Reputation: 1582
There is a lot of documentation on gcp about querying sharded/wildcard tables [1][2], but I can't seem to figure out how to create or insert data into such as table.
Here's a trivial and mostly nonsensical example:
-- STANDARD SQL
CREATE TABLE IF NOT EXISTS `mydataset.mytable_CA` AS
SELECT "CA" as COUNTRY_CODE
CREATE TABLE IF NOT EXISTS `mydataset.mytable_US` AS
SELECT "US" as COUNTRY_CODE
SELECT * FROM `mydataset.mytable_*` WHERE _TABLE_SUFFIX = "CA"
How do I use wildcards in the create statement?
-- STANDARD SQL
-- DOES NOT WORK
CREATE TABLE IF NOT EXISTS `mydataset.mytable_*` AS
SELECT "US" as COUNTRY_CODE WHERE _TABLE_SUFFIX = "US"
Similarly, how do I do inserts?
Is it possible to do something along the lines of the following:
-- STANDARD SQL
-- DOES NOT WORK
INSERT INTO `mydataset.mytable_*` WHERE _TABLE_SUFFIX = COUNTRY_CODE
SELECT * FROM UNNEST(["US", "US", "CA"]) as COUNTRY_CODE
I know it is recommended to use partitioning and clustering, but I am asking specifically about wildcards, so please indulge me :)
Is this possible using standard SQL? If not, how about legacy SQL?
Upvotes: 0
Views: 3165
Reputation: 4085
As you can see here, DML
has some limitations in BigQuery
and one of them is:
Queries that contain Data Manipulation Language (DML) statements cannot use a wildcard table as the target of the query.

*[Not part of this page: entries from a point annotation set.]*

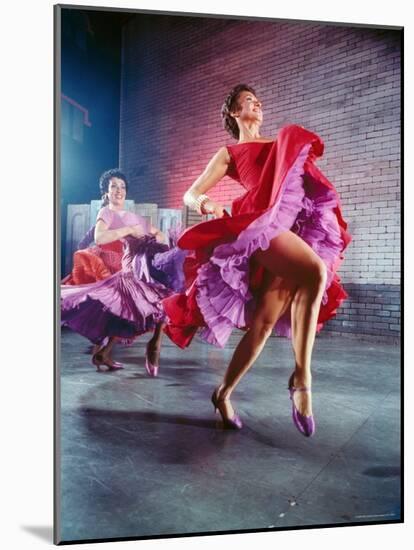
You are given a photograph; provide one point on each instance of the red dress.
(284, 190)
(95, 263)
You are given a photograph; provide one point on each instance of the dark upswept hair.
(231, 105)
(104, 182)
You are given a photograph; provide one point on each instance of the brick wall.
(341, 82)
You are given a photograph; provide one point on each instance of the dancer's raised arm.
(195, 197)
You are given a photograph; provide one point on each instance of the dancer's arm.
(158, 234)
(104, 235)
(215, 170)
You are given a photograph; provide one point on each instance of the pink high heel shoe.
(234, 423)
(305, 424)
(151, 368)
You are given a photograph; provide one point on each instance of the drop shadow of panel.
(170, 438)
(44, 532)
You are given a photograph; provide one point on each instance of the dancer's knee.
(316, 276)
(263, 326)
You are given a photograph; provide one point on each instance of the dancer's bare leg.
(290, 257)
(154, 344)
(104, 352)
(274, 299)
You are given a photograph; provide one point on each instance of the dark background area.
(91, 78)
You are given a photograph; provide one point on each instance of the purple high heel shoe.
(305, 424)
(234, 423)
(151, 368)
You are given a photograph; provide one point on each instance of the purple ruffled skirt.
(125, 305)
(223, 295)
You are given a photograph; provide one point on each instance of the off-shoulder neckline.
(250, 142)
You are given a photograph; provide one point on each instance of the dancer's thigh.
(274, 296)
(289, 257)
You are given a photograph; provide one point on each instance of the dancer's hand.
(137, 231)
(159, 236)
(213, 208)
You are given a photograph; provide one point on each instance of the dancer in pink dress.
(127, 303)
(272, 264)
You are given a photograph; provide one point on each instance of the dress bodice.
(115, 219)
(248, 160)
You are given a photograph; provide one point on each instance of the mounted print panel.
(228, 329)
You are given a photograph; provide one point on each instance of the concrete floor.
(143, 457)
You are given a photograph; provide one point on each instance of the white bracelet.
(195, 202)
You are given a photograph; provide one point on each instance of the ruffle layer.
(124, 305)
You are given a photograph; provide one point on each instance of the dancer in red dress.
(272, 264)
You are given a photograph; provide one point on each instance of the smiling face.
(249, 108)
(116, 192)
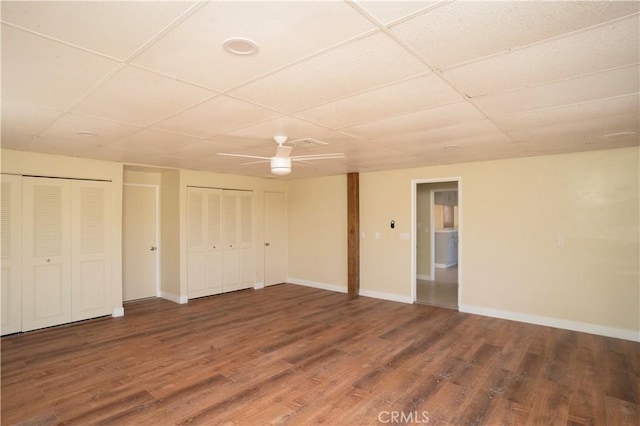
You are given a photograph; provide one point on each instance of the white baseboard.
(314, 284)
(174, 297)
(618, 333)
(386, 296)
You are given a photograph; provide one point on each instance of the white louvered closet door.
(11, 253)
(204, 245)
(46, 289)
(91, 249)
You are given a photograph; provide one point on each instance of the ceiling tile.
(586, 52)
(73, 127)
(444, 135)
(284, 32)
(617, 82)
(129, 24)
(357, 66)
(462, 31)
(589, 131)
(140, 97)
(149, 140)
(216, 116)
(442, 116)
(405, 96)
(20, 122)
(261, 134)
(387, 12)
(47, 73)
(599, 108)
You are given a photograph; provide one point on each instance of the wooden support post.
(353, 226)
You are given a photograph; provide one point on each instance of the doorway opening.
(436, 229)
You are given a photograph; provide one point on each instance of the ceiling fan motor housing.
(280, 166)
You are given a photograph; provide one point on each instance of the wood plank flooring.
(295, 355)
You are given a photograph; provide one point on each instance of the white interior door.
(47, 252)
(275, 233)
(11, 253)
(238, 249)
(139, 242)
(91, 249)
(204, 245)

For example, a wildcard table may be used in the FROM clause of an UPDATE query, but a wildcard table cannot be used as the target of the UPDATE operation.
In other words, you can not use a wildcard to specify a table to be created, updated or to have new records inserted. Despite that, you can use it to specify the source of your date.
Let's take a look in some examples of how to use wildcards with DML and DDL.
INSERTING
If you're inserting data into a wildcard table, you need to insert your data in the final table. In other words, you need to specify the coplete path including the suffix.
INSERT INTO `mydataset.mytable_US` <your query or your values>
If you're using the wildcard table as the source of data for inserting data in a normal table, you can use wildcards in the WHERE
clause:
INSERT INTO `mydataset.mynormaltable`
SELECT <fields>
FROM `mydataset.mytable_*`
WHERE _TABLE_SUFFIX = "US"
CREATING
Again, you can not use wildcard in the target, but you can use it to specify a source of data:
CREATE TABLE IF NOT EXISTS `mydataset.normal_table`
AS SELECT <fields>
FROM `mydataset.mytable_*`
WHERE _TABLE_SUFFIX = "US"
If you want to create a new wildcard table with the same prefix, you can do:
CREATE TABLE IF NOT EXISTS `mydataset.mytable_GB`
AS SELECT <fields>
FROM `mydataset.table`
In this example you created a new suffix named GB. After this, you will be able to query your table with the GB suffix normaly.
Finally, I would like to attach here a reference to DML and DDL for BigQuery
.
I hope it helps
Upvotes: 4